Sponsored Post
Machine learning and its younger sibling deep learning are continuing their acceleration in terms of increasing the value of enterprise data assets across a variety of problem domains. A recent talk by Dr. Amitai Armon, Chief Data-Scientist of Intel’s Advanced Analytics department, at the O’reilly Artificial Intelligence conference, New-York, September 27 2016, focused on the usage of Intel’s new server processors for various machine learning tasks as well as considerations in choosing and matching processors for specific machine learning tasks.
Intel formed a machine learning task force with a mission to determine how the company can advance the machine learning domain. The vast majority of machine learning code today runs on Intel servers but the company wanted to do even better for the present and the future use cases.
We need to understand the needs for these domains and prepare processors for those needs,” said Dr. Amitai Armon. “This is not a simple challenge because in machine learning you have many algorithms, many data types and the field is constantly evolving. The algorithms that are most popular today are not the ones that were most popular four or five years ago. And in four or five years from now, the most popular algorithms will be different.
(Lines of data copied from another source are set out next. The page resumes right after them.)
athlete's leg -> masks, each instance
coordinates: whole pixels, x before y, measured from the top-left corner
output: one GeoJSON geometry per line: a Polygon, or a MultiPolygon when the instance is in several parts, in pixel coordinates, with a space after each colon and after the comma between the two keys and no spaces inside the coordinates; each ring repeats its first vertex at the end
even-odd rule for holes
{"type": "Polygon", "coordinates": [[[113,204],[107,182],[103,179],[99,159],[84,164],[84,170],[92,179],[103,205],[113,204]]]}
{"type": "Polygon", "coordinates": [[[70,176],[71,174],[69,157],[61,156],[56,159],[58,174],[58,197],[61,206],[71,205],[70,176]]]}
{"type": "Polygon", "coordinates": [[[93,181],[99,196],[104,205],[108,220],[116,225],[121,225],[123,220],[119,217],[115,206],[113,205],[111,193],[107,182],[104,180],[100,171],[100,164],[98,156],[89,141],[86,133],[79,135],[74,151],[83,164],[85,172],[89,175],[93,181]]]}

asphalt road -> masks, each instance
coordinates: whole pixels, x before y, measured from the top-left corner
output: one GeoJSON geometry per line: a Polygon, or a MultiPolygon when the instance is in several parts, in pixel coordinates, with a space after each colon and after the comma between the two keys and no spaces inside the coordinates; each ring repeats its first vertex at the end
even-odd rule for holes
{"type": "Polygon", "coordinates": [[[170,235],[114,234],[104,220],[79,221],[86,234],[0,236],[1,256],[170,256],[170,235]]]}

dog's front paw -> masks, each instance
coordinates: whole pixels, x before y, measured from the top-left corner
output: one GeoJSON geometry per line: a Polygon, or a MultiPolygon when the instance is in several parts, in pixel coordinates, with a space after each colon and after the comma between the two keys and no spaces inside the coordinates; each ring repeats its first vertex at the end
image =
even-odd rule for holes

So how can we be ready for the future?”
The main thing the task force did was developing a benchmark that aimed to represent the machine learning domain that included potential changes that might happen to the domain. Of course no one can predict the future, so the team looked into the past. They examined around 80 algorithms from the past several decades and tried to examine the compute characteristics. They found out that even though the algorithms have changed, the small set of compute building blocks used tended to remain the same over time. Their approach was to cover those building blocks. The benchmark represents all the compute building blocks required in the past, and hopefully will cover the needs in the future as well. They were ready for a variety of possibilities.
There are three main types of compute tasks that play main roles in machine learning:
- Dense Linear Algebra – CNN, RNN, SVM, k-Means, GMM, ALS, Logistic Regression, PCA
- Sparse Linear Algebra – Sparse k-Means, Sparse SVM, Sparse PCA, Sparse Logistic Regression
- Data Dependent Compute – Apriori, Decision Tree, Random Forest, Adaboost, XGBoost, LDA
Another thing we observed is that compute is not the whole story,” said Dr. Amitai Armon. “The hardware bottleneck of machine learning algorithms is often not the compute but rather the memory bandwidth. You have enough compute power but you don’t have enough bandwidth accessing the memory to get the data to the processor. In our analysis, these two types of bottlenecks have roughly equal importance. Of course the importance depended on the algorithm, the data size, model size and so on. A third thing we observed was that deep learning open-source could be dramatically optimized for Intel hardware. We used in our analysis optimized deep learning code that ran very fast, we observed an order of magnitude faster than the open-source code that everyone uses, libraries like Caffe and others.”
How this help in selecting the right processor for the right task? How do we know what to compare out of the many specifications for processors. In the figure below, we see a comparison of three generations of Xeon processors which represent the high-end of each processor family. For example the v4 has more cores than the v3. The v4 has more threads which means you can parallelize more data. Both have vector instructions which means you can apply an operation to a vector of numbers. Notice that peak TFLOPS (teraflops, or trillion floating point operations per second), max memory, and memory bandwidth all increased from the v3 to the v4.
Now consider Xeon Phi. This processor allows for more parallelization – more cores, many more threads, the vector instructions can operate on vectors of twice the size, peak TFLOPS is much higher, and highly increased memory bandwidth – all important for training neural networks.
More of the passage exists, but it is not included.